Ainda no orkut há uma “reversão de expectativa” muito interessante que mostra o quanto a amabilidade anda em déficit: quando você percebe que alguém entrou em sua comunidade, você lhe dá as boas-vindas. No entanto, em geral, ninguém está nem para aí quem entra, só quer saber de ampliar a comunidade: tantos mil... – o número, a princípio, parece que dá status ao responsável, quando na verdade, dá ibope apenas para o tema da comunidade... Bom, mas aí acontece, muitas vezes, que a pessoa não agradece a gentileza das boas-vindas, agradece o convite, dando a impressão de que você o achou e o adicionou sabe-se lá como. Têm uns que chegam a perguntar: como você me achou? Ou seja, entrou na comunidade, nãose deu ao trabalho de ler o nome do responsável, recebeu uma mensagem de boas-vindas e ainda deixa você mal, porque quem lê dá a impressão que você está enviando convite para o orkut inteiro, indiscriminadamente... No entanto, se o espírito do orkut é o de ampliação do “diâmetro de sua rede de amigos”, não se tentar relacionar de quem se aproxima de nós fere, esvazia e descaracetriza todo o projeto, desmoronando o que ele tem de construtivo: a originalidade de cada mensagem, de cada momento de cada um.
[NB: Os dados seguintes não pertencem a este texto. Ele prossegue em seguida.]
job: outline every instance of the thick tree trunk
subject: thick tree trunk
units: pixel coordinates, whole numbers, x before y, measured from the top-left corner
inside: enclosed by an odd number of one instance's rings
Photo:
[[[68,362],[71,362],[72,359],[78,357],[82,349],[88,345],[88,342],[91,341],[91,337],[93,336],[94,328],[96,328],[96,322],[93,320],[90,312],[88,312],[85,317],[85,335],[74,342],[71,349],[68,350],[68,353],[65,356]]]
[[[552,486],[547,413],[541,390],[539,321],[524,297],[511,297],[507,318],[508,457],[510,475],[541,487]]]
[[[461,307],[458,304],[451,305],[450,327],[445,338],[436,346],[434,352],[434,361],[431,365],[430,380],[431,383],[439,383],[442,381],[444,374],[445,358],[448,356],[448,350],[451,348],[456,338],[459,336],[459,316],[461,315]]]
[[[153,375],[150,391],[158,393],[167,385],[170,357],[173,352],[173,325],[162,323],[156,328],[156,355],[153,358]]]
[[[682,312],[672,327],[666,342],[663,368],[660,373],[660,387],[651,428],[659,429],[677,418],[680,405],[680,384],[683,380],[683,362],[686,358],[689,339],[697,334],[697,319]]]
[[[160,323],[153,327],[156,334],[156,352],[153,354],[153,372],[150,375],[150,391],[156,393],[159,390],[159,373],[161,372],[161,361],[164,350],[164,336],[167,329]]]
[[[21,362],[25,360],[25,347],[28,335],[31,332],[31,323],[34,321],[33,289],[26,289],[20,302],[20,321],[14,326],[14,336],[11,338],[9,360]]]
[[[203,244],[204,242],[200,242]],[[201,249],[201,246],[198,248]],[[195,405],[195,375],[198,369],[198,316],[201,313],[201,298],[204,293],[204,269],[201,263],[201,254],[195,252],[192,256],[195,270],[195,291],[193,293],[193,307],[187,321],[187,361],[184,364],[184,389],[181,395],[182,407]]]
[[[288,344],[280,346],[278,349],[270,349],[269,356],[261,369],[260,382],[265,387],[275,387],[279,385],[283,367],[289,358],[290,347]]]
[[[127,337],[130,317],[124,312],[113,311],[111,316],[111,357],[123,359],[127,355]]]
Porém, lógico, nem só de floods, spams e desatenções vivem os escritores – ainda bem. A criatividade não reside apenas, isoladamente, nas colaborações literárias remetidas: está no orkut, nas mails, nos chats, nas conversas paralelas, nas particularidades dos diálogos, na sensibilidade de uma resposta, de uma procura de informação, de um beijo enviado, mesmo às pressoas, está na vida enfim, em movimento contínuo e perpétuo vinte e quatro horas do dia. E é por isso que eu não considero o meu "workaholitismo" como defeito; sua medida equivale a minha desmedida paixão pela literatura, é portanto, um ato ininterrupto de amor.